To me it seems that the world is heading more in the direction of green growth policies as opposed to no-growth. Does history teach us anything about what it takes for citizens to rally behind radical institutional changes? 

I think, you're right about green growth. And that's because it’s a much less difficult adjustment than post-growth scenarios. Green growth is basically having your cake and eating too. History shows us that you need mass mobilisation of the population to achieve radical institutional change. But often conditions have to be very, very bad before that happens. And so, the problem with climate change is that if we only have that realisation at the point in which our everyday lives have already been completely undermined and impoverished by the effects of climate change, then it'll be too late to stave off the worst effects. This is therefore a peculiar political economic problem because it's very much shaped by scientific knowledge and understanding. And this knowledge doesn't necessarily connect with the aesthetics of everyday life in a way that a more materially impactful set of economic conditions would. That makes it really difficult. And history is therefore only an incomplete guide because it’s a unique, planetary problem. But looking at historical dynamics surrounding social movements, forms of voluntary institutional change is incredibly instructive. There is also somewhat of a link to discussions around socialist revolutionary strategy. Like, can you break from capitalism in one country only? Or does it have to be a global transformation? And how do big political economic transitions operate institutionally? How do you achieve transformation? And then, of course, the Soviet experience provides a lot of evidence about the perils of undertaking large scale rapid experiments and social transformation. It illustrates some of the dangers that are an incredibly important caution for thinking about some of the more extreme forms of climate politics that are entertained.

 

The issue of how to make the economy carbon-neutral is one of the most contentious political issues right now. Do you hope to see any political implications from your research?
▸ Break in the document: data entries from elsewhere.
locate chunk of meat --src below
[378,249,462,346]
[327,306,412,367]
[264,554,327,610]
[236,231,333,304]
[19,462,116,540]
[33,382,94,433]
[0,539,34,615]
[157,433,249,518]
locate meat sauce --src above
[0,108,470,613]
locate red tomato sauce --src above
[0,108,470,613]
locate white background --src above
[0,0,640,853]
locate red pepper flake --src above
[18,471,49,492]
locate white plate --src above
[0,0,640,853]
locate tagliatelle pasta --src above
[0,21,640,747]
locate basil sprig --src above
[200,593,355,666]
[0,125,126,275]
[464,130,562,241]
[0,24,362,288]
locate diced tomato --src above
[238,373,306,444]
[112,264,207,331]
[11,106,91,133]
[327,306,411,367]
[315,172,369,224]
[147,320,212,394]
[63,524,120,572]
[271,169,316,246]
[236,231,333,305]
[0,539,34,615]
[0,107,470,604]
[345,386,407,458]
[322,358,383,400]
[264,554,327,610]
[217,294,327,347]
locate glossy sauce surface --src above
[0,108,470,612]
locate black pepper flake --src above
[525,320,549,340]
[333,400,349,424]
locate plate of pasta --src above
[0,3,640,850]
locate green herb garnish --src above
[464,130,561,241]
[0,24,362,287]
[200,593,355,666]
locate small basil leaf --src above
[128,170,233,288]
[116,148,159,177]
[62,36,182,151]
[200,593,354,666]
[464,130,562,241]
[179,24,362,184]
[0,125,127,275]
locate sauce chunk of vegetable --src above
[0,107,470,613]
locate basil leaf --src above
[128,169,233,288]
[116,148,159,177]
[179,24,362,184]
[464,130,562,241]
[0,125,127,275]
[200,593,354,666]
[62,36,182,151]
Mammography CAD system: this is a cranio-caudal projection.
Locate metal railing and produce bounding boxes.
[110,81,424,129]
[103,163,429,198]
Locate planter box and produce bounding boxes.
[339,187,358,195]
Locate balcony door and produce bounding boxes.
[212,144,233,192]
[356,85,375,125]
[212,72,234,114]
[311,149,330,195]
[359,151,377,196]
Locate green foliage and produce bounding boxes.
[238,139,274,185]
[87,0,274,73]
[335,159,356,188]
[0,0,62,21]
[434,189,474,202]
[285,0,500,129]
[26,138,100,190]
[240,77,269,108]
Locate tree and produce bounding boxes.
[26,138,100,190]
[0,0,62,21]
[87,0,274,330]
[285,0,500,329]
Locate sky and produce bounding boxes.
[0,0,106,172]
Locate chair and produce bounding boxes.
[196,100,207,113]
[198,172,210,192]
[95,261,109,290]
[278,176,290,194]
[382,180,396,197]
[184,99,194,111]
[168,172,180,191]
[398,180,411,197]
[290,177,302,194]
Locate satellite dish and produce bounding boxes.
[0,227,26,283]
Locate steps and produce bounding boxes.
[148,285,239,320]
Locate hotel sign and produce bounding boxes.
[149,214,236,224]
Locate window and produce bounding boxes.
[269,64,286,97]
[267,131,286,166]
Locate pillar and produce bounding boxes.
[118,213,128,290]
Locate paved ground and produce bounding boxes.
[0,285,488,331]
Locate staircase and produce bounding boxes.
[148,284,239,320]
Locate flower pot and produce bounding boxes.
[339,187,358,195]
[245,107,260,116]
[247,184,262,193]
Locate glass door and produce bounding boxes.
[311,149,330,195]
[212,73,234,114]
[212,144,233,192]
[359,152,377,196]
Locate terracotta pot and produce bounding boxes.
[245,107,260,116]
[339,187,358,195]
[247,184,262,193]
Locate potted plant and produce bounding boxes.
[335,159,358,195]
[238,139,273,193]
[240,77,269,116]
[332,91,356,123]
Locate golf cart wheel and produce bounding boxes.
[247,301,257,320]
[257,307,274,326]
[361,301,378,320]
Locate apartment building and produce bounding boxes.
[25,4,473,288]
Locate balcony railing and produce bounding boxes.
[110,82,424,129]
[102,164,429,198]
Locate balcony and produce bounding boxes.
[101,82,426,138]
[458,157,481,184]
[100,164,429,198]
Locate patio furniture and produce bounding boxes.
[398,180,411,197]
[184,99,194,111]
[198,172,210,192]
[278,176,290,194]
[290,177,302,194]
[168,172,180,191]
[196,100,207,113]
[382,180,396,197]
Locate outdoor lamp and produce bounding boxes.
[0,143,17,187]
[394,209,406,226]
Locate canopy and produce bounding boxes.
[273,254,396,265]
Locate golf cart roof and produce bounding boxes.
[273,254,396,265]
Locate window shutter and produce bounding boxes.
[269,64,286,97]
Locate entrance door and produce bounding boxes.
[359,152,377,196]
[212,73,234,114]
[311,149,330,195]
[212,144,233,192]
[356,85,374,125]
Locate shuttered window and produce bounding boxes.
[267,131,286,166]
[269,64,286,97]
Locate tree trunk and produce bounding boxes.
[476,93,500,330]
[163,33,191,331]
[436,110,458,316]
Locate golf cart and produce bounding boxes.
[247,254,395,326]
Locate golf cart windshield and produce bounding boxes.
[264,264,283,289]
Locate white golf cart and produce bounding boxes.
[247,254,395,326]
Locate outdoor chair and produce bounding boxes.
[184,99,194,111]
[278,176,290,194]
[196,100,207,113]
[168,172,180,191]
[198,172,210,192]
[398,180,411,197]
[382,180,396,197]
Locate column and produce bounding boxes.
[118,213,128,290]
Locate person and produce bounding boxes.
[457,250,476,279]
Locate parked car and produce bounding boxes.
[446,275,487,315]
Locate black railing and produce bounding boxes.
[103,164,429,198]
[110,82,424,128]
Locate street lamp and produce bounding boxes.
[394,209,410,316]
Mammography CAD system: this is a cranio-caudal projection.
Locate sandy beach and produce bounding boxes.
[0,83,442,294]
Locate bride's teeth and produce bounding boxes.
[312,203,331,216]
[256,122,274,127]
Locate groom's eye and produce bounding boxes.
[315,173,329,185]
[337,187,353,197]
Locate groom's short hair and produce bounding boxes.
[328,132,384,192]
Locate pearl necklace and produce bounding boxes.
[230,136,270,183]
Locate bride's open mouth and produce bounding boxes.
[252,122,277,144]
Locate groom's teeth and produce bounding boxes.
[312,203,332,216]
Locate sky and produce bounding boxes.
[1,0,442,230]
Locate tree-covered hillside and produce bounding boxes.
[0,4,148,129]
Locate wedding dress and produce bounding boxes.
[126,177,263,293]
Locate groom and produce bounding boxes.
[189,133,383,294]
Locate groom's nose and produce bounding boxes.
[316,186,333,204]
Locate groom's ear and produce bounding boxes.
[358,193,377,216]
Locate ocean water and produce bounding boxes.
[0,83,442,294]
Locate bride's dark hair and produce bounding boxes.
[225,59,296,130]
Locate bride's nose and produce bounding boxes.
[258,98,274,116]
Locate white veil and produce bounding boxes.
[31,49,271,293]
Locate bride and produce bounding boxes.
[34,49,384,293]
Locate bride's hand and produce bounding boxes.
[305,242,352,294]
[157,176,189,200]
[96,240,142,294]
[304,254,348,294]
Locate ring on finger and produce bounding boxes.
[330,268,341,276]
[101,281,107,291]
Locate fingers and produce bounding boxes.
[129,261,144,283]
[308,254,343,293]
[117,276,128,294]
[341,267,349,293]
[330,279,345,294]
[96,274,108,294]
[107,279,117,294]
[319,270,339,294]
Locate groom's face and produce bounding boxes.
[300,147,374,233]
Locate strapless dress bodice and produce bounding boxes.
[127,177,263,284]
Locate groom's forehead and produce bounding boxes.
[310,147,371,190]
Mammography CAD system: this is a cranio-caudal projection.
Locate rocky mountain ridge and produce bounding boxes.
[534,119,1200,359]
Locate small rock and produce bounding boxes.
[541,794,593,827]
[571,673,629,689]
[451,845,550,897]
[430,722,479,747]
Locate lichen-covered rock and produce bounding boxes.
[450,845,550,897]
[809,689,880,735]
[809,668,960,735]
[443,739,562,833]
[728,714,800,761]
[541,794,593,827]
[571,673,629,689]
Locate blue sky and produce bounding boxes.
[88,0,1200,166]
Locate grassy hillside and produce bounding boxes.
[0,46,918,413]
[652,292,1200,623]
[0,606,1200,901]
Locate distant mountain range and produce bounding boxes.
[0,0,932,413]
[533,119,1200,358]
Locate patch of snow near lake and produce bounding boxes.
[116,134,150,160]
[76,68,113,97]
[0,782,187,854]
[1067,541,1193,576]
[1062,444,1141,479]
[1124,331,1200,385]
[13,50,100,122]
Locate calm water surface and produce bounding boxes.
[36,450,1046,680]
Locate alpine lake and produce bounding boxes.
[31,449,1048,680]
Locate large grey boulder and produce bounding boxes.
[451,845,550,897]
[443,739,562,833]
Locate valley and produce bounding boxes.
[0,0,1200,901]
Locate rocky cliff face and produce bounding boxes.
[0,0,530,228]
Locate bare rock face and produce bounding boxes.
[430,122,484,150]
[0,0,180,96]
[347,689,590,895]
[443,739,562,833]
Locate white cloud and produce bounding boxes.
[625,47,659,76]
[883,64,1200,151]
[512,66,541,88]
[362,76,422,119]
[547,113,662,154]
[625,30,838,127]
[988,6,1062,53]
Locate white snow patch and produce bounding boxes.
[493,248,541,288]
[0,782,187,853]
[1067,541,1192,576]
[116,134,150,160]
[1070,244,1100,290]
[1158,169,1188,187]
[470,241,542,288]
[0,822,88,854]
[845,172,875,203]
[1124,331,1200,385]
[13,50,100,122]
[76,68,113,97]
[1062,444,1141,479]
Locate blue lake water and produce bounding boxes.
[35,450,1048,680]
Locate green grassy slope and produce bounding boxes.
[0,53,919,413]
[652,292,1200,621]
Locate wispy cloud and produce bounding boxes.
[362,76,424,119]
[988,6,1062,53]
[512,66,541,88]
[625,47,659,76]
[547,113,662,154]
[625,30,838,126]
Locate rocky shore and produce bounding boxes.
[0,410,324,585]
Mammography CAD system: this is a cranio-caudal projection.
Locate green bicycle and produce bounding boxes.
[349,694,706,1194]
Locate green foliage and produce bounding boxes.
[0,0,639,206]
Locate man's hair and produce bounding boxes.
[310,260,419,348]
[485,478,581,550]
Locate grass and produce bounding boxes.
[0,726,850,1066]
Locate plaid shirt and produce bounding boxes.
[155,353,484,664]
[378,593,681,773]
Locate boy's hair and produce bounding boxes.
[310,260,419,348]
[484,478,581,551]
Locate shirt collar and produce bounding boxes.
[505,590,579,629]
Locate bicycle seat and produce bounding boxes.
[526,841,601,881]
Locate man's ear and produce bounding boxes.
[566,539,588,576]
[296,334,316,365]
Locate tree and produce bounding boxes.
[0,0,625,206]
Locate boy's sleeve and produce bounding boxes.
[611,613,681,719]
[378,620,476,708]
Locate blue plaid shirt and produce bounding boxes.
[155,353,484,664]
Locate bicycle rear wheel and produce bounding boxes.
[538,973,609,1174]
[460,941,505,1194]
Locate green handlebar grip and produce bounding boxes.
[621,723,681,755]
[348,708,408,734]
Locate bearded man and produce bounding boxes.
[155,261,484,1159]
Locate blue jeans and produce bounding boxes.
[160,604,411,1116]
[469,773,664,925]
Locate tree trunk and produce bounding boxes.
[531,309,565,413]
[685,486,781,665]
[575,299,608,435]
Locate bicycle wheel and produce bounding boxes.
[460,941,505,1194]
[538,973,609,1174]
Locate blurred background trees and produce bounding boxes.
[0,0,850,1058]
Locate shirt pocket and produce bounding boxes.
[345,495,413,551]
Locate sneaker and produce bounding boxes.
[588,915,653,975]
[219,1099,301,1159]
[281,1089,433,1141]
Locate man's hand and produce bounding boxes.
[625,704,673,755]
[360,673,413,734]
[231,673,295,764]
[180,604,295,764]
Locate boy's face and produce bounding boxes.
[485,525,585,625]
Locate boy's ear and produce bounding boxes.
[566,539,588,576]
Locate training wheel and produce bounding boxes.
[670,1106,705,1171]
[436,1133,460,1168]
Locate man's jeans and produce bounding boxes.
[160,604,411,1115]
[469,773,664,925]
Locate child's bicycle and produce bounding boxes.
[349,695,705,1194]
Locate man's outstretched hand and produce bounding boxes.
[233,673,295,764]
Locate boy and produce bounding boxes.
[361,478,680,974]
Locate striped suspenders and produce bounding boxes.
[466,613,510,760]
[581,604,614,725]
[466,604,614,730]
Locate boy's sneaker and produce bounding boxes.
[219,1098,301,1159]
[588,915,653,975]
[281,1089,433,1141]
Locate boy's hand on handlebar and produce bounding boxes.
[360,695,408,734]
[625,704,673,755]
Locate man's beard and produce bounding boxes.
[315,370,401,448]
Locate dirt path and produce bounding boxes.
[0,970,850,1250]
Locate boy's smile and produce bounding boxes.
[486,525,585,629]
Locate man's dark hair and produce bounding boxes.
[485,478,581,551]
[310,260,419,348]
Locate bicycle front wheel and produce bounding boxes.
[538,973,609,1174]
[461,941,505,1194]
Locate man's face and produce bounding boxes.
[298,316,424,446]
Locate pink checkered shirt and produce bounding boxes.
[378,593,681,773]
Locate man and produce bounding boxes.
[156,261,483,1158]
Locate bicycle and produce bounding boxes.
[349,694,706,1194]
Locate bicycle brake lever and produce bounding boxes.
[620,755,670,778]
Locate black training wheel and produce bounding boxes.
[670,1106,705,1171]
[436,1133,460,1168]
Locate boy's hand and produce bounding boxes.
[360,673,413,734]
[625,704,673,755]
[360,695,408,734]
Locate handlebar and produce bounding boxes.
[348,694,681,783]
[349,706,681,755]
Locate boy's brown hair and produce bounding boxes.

I don’t write my research with the goal of it effecting political change, although it would be great if the research can be used for positive political consequences. However, to be honest, I am sceptical of the prospects of that coming true in the UK under the current government. So, if the current government was my primary audience, I’d be slightly disheartened. The purpose of the research is to provide inspiration for people who are thinking about these problems. So, I recently spoke at a conference held by the European Trade Union Institute, which is the research arm of the European Trade Union Confederation. They're currently very interested in these ideas about post-growth and thinking about green transition. So, there are audiences in civil society who are receptive to these sorts of ideas. And that's certainly encouraging. However, I don't believe research should be instrumental in that sense. I think research should be about asking deeper questions about how we understand political economy in the context of the Anthropocene and how we can retool ourselves conceptually and theoretically to navigate the world around us. It should also be about rethinking some of the histories on how we got here. Because unless we do that, it's not clear that we'll make good decisions about how to kind of reset our long-term trajectory going forward.